It is well established that a part of GroES mobile loop sequence, GGIVLTG, that binds with GroEL [5] must possess desired properties for the stable GroEL-GroES complex formation, which has also been proved by crystal structures [4] and nuclear magnetic resonance data [8]. Heptameric GroES is the natural binding partner for GroEL; however, an isolated mobile loop from GroES monomer should not qualify as a good substrate for GroEL because of the presence of 7 such mobile loops as well as a C7 axis of symmetry could cause a perfect fit in GroEL opening. GroEL preferably binds with polypeptides having multiple hydrophobic patches [9] and hence those polypeptides would behave like its natural substrate.
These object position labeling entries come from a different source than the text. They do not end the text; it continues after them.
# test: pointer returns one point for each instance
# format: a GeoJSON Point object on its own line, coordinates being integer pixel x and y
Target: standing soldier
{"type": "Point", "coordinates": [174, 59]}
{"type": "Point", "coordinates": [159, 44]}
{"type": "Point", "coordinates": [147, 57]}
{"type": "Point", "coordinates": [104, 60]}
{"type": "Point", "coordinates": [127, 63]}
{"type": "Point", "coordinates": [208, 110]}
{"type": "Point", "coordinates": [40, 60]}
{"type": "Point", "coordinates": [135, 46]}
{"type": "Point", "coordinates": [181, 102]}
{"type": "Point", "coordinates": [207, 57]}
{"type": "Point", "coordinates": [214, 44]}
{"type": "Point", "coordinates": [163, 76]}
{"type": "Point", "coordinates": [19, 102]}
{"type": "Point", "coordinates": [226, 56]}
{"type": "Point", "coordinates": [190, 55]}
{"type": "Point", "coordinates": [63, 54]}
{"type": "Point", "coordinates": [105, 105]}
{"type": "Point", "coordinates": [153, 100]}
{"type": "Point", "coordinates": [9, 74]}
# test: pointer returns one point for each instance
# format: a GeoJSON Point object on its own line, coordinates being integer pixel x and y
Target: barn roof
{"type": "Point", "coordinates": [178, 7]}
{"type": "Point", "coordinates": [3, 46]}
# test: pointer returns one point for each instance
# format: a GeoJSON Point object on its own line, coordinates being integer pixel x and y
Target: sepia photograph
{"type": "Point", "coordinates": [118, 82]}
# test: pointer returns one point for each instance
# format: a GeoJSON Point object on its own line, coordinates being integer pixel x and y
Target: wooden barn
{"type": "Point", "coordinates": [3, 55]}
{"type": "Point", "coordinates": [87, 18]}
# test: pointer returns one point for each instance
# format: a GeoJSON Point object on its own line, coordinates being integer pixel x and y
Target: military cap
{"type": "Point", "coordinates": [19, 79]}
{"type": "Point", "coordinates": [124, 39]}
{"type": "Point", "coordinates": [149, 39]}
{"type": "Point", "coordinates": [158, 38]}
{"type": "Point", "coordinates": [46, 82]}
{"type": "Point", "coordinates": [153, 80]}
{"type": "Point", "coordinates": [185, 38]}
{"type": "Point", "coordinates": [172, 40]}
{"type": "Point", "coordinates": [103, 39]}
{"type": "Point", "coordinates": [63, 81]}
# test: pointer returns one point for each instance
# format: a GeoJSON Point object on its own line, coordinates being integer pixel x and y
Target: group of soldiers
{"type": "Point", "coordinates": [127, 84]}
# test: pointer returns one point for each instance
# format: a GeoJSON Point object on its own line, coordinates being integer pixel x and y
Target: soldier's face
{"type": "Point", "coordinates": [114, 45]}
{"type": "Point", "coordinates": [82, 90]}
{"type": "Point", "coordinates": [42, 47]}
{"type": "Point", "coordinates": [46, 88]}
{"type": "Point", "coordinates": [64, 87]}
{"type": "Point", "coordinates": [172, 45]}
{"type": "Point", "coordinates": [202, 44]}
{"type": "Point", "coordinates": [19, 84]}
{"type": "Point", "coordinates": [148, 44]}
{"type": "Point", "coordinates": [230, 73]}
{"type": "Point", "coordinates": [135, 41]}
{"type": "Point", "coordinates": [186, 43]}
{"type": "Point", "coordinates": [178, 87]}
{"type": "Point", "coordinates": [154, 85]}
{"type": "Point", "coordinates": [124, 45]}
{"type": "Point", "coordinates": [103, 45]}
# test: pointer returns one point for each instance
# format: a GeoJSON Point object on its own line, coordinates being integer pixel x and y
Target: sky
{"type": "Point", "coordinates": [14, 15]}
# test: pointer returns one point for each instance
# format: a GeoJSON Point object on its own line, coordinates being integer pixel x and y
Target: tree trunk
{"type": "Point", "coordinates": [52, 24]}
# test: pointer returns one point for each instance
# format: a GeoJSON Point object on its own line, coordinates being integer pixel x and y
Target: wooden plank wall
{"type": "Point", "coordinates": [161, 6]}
To uncover the basis for various substrate-protein recognition by chaperonin GroEL, few studies have been carried out in the past involving several in vivo and in vitro substrates [10]. Some of the basic aspects in the GroEL substrate recognition have been reported from the structural correlation method using local and global hydrophobicity profile of the substrates. In this approach, the local hydropathy index of the specific GroES mobile loop region, GGIVLTG, which is responsible for binding with GroEL, has been considered as standard. The hydropathy indexes of other amino acid sequences were calculated and compared with the standard value and some predictions were made for their potentiality to bind with GroEL [9].

From the above predictions, it is evident that the presence of a mobile loop (GGIVLTG)-type structure in a protein substrate, is an important factor that will determine the favoured interactions of GroEL with that particular substrate. Also the Grand Average Hydropathicity (GRAVY: sum of hydropathy index of amino acid in a sequence divided by the number of amino acids) value of this patch is so high that it can itself provide a site for strong interactions [11]. In the present work, we have reported two proteins that do not have propensity of binding with GroEL, but some of their mutants were shown to be potential substrates for GroEL. For these mutants and their wild type counter parts, energy calculations for the comparison of their relative stability, aggregation propensity and solubility were performed. Based on these parameters as well as on the basis of calculated energy value derived from Molecular Dynamics Simulations [12], the relative stability of the mutants with respect to their wild type counterparts can be predicted.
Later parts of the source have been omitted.